C’était le lendemain de ce matin-là ; le soleil avait disparu derrière les bâtiments. Ah oui, c’est vrai. Je me souviens. Replonger la tête sous les draps. Là non plus, pas de soleil. Midi trente. Déjà ? Je sors la tête du cocon. Regarde dehors. Toujours pas de soleil. J’entends les autres dans le salon.

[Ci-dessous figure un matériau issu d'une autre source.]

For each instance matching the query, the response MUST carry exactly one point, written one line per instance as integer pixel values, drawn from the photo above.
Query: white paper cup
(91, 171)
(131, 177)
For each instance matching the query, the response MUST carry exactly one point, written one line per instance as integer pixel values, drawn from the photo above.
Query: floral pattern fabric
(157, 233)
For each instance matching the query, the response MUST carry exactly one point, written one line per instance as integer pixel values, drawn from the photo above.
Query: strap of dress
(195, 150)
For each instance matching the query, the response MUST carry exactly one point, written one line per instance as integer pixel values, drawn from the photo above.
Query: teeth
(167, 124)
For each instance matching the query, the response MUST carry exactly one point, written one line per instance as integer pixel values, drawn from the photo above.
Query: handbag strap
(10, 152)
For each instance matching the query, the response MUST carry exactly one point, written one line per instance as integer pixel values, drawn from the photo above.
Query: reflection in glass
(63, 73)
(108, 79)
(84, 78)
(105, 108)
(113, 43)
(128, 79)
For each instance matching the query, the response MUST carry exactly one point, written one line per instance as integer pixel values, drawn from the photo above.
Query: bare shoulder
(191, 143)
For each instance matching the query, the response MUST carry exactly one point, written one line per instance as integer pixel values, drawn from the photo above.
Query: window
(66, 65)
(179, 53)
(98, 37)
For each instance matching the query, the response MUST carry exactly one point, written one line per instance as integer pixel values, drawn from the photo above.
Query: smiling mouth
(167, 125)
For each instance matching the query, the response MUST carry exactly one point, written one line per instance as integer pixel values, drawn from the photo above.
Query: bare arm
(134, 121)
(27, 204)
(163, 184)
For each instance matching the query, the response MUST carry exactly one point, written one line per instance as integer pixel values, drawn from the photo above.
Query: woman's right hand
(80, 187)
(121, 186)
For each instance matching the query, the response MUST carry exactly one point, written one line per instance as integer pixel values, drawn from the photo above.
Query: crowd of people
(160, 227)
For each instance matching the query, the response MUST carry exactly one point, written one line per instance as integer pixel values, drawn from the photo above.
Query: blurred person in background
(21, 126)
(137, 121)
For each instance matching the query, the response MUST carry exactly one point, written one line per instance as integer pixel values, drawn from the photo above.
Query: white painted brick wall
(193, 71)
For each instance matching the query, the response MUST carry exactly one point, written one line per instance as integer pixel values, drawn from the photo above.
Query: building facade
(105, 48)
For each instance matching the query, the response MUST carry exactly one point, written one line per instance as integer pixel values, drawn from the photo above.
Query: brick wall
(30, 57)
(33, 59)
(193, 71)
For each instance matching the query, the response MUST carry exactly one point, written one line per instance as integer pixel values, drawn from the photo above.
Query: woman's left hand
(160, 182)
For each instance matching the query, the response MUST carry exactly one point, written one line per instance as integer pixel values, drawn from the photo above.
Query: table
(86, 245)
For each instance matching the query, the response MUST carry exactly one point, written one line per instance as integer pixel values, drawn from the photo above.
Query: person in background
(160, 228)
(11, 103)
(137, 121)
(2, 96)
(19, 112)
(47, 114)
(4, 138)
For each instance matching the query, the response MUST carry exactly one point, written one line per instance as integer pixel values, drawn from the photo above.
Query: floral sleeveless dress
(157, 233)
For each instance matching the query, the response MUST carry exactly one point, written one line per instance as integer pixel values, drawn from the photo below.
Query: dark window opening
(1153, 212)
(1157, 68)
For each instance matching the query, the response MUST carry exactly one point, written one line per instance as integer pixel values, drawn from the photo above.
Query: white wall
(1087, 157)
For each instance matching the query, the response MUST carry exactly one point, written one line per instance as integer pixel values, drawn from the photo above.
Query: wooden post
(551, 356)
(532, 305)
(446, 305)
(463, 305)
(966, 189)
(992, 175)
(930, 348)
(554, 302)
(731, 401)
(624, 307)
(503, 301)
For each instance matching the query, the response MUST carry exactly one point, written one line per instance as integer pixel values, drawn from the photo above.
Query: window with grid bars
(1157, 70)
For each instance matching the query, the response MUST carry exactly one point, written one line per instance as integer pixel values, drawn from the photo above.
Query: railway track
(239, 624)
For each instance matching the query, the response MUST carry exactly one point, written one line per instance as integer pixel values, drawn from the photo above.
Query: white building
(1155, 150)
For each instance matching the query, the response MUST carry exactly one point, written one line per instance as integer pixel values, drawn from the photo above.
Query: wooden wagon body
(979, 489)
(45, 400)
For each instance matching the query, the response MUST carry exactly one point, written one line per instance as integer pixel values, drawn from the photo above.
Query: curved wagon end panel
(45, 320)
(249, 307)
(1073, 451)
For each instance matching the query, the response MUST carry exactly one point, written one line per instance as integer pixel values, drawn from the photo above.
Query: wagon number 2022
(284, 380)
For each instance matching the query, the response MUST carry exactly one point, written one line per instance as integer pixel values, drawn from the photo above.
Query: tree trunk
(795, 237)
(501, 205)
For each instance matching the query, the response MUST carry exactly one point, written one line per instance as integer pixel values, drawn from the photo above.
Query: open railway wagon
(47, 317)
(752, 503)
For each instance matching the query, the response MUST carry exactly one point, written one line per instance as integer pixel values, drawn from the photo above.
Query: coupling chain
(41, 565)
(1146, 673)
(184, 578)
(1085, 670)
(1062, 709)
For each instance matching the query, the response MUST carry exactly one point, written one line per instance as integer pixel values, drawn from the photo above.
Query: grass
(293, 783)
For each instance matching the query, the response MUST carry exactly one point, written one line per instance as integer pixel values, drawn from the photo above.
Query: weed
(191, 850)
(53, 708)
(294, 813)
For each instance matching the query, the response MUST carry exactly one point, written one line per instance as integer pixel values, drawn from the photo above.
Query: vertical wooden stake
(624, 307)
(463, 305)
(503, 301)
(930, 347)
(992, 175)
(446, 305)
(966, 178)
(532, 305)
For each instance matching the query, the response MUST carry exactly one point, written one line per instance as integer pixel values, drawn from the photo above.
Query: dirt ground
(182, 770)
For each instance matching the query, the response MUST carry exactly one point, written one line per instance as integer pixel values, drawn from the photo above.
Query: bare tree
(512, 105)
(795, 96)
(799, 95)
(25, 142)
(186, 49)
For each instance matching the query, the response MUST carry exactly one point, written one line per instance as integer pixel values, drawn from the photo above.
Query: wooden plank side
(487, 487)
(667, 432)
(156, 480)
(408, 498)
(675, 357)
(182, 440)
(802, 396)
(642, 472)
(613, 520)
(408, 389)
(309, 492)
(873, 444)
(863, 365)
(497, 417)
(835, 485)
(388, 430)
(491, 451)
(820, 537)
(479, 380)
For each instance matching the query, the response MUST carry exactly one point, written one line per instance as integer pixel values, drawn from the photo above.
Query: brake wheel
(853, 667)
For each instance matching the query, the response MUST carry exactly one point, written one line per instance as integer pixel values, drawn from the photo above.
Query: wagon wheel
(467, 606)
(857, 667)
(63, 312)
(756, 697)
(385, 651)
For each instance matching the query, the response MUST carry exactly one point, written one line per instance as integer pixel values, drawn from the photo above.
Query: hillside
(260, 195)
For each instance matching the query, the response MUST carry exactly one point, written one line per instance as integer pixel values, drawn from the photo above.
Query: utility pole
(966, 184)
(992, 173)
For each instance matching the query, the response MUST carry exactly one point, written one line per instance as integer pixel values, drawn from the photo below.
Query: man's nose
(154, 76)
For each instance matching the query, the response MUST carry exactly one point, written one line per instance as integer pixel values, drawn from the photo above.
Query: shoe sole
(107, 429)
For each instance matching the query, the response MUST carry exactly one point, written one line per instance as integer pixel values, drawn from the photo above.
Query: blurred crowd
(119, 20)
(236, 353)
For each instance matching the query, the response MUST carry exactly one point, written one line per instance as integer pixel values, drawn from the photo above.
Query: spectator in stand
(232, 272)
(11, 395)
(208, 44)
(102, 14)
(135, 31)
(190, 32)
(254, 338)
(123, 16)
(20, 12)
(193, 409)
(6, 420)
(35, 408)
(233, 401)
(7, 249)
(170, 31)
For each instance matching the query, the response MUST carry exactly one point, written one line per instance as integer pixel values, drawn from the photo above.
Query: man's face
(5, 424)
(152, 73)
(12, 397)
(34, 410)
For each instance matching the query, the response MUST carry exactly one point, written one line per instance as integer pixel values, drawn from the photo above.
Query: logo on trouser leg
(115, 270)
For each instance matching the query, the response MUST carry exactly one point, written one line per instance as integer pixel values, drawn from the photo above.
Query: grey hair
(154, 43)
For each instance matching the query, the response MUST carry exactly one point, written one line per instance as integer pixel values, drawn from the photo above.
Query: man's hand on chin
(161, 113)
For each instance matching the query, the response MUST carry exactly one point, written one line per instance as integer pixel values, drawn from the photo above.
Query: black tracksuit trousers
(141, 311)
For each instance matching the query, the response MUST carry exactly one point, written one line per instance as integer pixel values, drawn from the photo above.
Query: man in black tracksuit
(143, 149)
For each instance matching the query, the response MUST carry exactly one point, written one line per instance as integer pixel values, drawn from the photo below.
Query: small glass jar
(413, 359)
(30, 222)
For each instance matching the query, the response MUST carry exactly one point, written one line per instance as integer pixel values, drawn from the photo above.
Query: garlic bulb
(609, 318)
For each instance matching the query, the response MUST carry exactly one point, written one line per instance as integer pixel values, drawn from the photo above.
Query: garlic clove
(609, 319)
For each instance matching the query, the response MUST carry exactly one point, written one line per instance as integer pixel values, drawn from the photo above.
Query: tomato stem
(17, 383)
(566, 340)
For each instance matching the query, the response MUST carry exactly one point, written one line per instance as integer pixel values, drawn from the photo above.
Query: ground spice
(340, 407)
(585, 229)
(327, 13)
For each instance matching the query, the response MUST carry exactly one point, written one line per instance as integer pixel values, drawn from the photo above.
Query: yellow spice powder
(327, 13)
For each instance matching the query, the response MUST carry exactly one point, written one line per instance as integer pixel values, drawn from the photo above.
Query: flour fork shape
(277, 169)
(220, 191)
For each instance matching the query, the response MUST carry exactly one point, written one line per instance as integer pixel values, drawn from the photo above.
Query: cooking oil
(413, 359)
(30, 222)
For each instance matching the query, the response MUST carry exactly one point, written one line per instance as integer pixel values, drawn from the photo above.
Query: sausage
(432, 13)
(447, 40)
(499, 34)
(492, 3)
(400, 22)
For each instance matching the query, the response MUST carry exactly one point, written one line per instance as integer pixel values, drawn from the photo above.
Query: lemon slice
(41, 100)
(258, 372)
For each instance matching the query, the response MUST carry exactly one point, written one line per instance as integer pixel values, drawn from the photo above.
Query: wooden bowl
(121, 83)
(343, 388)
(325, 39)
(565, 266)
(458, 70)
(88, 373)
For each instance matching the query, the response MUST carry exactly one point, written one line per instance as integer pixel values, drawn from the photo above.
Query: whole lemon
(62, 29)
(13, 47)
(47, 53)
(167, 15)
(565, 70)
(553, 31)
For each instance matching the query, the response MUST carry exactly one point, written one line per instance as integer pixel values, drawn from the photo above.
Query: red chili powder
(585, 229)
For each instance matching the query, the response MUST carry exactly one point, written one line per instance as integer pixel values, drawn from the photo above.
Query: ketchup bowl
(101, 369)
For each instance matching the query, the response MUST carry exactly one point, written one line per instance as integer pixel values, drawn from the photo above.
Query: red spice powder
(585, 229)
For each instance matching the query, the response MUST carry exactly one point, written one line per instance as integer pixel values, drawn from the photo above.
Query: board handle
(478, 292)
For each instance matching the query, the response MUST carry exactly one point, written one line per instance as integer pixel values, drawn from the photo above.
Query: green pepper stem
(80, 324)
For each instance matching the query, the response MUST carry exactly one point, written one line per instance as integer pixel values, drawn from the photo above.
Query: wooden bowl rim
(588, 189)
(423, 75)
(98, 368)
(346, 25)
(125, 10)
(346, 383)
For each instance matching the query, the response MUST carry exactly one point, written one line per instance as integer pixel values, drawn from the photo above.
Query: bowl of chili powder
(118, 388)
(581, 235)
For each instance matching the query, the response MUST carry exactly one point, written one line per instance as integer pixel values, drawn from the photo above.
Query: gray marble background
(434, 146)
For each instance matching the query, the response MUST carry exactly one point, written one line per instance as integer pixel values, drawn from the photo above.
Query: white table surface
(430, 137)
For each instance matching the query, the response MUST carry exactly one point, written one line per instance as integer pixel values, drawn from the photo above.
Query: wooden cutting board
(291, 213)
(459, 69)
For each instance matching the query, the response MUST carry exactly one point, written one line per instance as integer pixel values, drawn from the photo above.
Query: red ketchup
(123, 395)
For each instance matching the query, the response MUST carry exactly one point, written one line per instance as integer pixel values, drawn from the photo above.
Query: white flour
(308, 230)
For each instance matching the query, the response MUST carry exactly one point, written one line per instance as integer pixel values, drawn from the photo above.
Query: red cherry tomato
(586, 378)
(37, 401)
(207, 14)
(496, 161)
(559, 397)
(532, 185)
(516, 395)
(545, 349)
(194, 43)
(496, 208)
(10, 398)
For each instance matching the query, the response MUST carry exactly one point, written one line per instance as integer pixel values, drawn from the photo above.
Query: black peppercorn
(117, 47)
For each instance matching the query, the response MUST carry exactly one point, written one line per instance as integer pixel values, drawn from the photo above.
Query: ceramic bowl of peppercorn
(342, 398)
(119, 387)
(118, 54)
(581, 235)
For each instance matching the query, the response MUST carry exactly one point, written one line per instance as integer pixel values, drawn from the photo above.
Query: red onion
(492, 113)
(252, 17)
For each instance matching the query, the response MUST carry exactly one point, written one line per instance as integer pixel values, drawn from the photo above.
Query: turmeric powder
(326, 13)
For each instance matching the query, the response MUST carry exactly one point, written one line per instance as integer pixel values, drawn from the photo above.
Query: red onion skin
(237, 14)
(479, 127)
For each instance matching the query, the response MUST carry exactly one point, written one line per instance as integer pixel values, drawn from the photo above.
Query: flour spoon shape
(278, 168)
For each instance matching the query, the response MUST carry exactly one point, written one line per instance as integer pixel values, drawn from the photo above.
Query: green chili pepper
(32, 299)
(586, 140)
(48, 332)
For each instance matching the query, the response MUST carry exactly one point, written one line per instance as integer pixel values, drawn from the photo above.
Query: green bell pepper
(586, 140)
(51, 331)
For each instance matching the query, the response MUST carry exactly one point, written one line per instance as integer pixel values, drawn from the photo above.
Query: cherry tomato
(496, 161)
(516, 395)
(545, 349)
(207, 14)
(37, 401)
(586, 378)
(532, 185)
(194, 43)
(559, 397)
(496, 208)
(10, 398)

Souvent, elle parlait des autres. Pas seulement de quelques-uns, non, de tous les autres. Les mots qu’elle prononçait avaient cet accent de vérité, son ton sans réplique me rassurait. Je m’y réfugiais pleinement, de tout mon corps, de tout mon être. Et là, dans ce petit carré de certitudes, j’étais bien.

Surtout, que personne n’entre ! Je vais retrouver le carré, je vais y retourner, fermer à clé, et basta. Mais non. Même sans soleil, je vais devoir sortir. Regarder, parler, écouter, ou en tout cas faire semblant. Ça je sais faire.

« Tu ne sais pas quoi dire ? Alors souris ». Ça aussi elle le disait souvent. Et ça marche.

Tête, bras, buste, jambes et pieds sont sortis. Je suis debout. Pantalon noir, chemisier gris. Pas trop de maquillage. Les cheveux ? Qu’est-ce que j’en ai à foutre. 

« Souris, même si t’en as rien à foutre ». D’accord.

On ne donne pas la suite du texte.